I'm headed off to Basement Bar to watch SuiseiNoboAz; 385; and Young; Yolz in the Sky.Then after that there's an all-night club event @ Roppongi Eleven where nisennenmondai will be performing (hopefully not too late after midnight since I don't plan on staying for the whole thing.) The best part is the show costs 3000 yen plus a mandatory drink but people born in December get in free! I was born on Boxing Day. Yatta!! Gotta remember to bring ID as proof.


385 were the first band to go on and unfortunately for them the crowd was sparse at the start of the show. But those at Basement Bar early were treated to an insane 30 min of frenetic piano funk/HC highlighted by Miya's lightning-fast slap bass and gutteral screaming. This was my second time watching 385 (the first was when they played withGo!Go!7188 @ Shinjuku LOFT in Feb). Since then they've added a few new songs and have signed with Perfect Music Records. (Their 1st ep was released by Mariko Goto's label Hakai Music.) I spoke with Jun (keyboards) and their manager and they would love to come to Canada. So far their schedule for May is open. 385 are one of the bands I am almost certain to invite to Canada. Here's a very short clip from the show at BBar.

And here are some other youtube embeds to give you a taste of their ferocity:

After 385 it was Yolz in the Sky. This is a band I had been dying to see for a long time. I missed them at Tokyo Boredom b/c I had to go to Neutral Nation for a while and last year I almost flew to Hokkaido to watch them with Qomolangma Tomato but the flights were exorbitantly priced. To be honest I had numerous chances to see them in the past when they were playing shows frequently in Tokyo ~3years ago but at that time I wasn't as enamored by their music or any of the Less Than TV bands. I had checked their Myspace years ago at a cursory level, found the vocals annoying and the music derivative of the San Diego noise/HC bands I used to listen to back in the day like Clikatat Ikatowi, Angel Hair and Swing Kids. So for me Yolz in the Sky, Deracine, Accidents and the other Less Than TV bands that everyone in Tokyo was raving about seemed like the sh*t I was listening to 10-15 years ago and had outgrown. But ~1.5 years ago I gave Yolz in the Sky a much closer listen and fell in love.

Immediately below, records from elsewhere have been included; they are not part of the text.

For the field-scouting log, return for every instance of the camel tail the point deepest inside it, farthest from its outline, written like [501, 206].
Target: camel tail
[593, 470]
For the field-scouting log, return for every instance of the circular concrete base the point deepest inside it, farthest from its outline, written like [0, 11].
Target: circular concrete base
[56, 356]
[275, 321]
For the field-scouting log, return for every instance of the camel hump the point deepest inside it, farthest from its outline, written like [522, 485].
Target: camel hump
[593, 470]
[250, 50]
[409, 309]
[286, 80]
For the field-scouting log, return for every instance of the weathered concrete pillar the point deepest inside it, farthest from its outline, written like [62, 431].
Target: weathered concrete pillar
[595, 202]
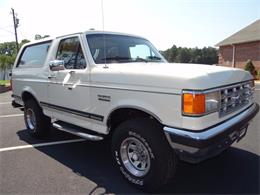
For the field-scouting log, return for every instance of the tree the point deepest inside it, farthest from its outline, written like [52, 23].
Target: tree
[249, 66]
[6, 63]
[38, 36]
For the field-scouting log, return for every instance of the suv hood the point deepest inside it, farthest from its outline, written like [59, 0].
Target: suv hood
[173, 76]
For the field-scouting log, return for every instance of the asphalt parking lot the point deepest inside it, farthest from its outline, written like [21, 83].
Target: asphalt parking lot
[51, 166]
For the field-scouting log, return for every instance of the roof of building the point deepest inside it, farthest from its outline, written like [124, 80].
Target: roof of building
[248, 34]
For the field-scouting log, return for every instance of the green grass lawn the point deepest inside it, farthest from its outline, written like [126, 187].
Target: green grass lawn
[4, 82]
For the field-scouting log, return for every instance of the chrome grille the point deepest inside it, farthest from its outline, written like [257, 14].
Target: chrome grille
[235, 97]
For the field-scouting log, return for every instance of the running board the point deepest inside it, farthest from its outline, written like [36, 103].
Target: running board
[75, 131]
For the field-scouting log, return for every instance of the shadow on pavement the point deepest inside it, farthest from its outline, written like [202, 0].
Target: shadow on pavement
[235, 171]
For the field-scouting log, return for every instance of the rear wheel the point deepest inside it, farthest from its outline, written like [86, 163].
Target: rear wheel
[37, 123]
[142, 153]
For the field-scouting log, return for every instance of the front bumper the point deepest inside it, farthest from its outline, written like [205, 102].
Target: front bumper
[196, 146]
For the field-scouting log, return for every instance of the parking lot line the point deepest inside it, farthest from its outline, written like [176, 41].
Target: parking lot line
[5, 103]
[40, 145]
[11, 115]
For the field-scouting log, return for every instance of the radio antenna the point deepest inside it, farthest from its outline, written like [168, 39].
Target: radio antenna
[103, 19]
[104, 41]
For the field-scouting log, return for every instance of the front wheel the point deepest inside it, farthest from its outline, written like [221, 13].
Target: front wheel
[142, 153]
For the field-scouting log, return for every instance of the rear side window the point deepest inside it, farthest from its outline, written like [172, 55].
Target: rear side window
[34, 55]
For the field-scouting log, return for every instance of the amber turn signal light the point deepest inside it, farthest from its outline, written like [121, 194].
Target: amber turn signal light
[193, 104]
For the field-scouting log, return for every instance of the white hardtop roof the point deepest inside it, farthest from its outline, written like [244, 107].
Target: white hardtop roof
[89, 32]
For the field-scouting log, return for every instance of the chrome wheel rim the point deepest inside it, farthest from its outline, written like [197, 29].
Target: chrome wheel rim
[30, 118]
[135, 157]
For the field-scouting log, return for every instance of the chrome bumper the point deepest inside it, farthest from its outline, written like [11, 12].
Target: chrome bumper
[197, 146]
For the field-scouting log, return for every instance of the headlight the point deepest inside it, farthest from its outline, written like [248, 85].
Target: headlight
[198, 103]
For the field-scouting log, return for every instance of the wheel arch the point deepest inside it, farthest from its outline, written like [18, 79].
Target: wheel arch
[28, 94]
[123, 113]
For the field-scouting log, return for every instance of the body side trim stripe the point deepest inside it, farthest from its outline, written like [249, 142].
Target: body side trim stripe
[75, 112]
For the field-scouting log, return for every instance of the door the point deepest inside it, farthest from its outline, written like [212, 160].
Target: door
[68, 91]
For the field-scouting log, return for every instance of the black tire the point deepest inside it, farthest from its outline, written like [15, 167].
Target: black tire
[162, 163]
[40, 125]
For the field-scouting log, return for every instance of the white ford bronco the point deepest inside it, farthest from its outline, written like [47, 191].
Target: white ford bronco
[117, 86]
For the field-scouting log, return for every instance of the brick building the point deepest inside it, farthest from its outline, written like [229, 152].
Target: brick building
[235, 50]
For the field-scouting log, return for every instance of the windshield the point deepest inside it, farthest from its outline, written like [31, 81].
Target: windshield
[108, 48]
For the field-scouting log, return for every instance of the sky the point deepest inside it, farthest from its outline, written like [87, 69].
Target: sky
[185, 23]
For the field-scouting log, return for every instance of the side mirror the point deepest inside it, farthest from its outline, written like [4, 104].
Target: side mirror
[57, 65]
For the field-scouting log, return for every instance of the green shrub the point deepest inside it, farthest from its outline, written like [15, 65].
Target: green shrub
[249, 66]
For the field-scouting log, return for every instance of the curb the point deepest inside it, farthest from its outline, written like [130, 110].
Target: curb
[4, 89]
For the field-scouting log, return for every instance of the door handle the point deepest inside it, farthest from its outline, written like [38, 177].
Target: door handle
[51, 76]
[70, 87]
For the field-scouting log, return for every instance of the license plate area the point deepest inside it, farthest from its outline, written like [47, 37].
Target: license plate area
[238, 135]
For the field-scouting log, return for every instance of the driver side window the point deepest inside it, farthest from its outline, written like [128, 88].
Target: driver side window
[70, 51]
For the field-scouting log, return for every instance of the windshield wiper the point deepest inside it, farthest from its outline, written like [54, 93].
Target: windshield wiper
[117, 58]
[141, 60]
[154, 58]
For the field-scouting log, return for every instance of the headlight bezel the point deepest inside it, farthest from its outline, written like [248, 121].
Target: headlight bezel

By that time they weren't doing shows as frequently and they never seemed to be playing when I was in Japan (which is a difficult feat considering how often I come to Japan). Also, over the last 2 years Yolz have changed their sound drastically from 85% Hardcore/thrash 15% mechanical/ambient/dance to a complete inverse in the ratio. Their new sound is quite awesome but I was choked I never got to see the older Yolz and the urgency and delightfully chaotic fury with which they ruled the stage:

The sound they created with their 2nd album "Ionization" is fantastic but most of the hardcore intensity is gone:

However, they sounded as sick as ever at this point and I would have killed to have seen them shortly after the release of "Ionization".

I think it was just before Tokyo Boredom when the bassist left the band. This led to a 2nd drastic change in their style as they developed an even more minimalist, droned out sound.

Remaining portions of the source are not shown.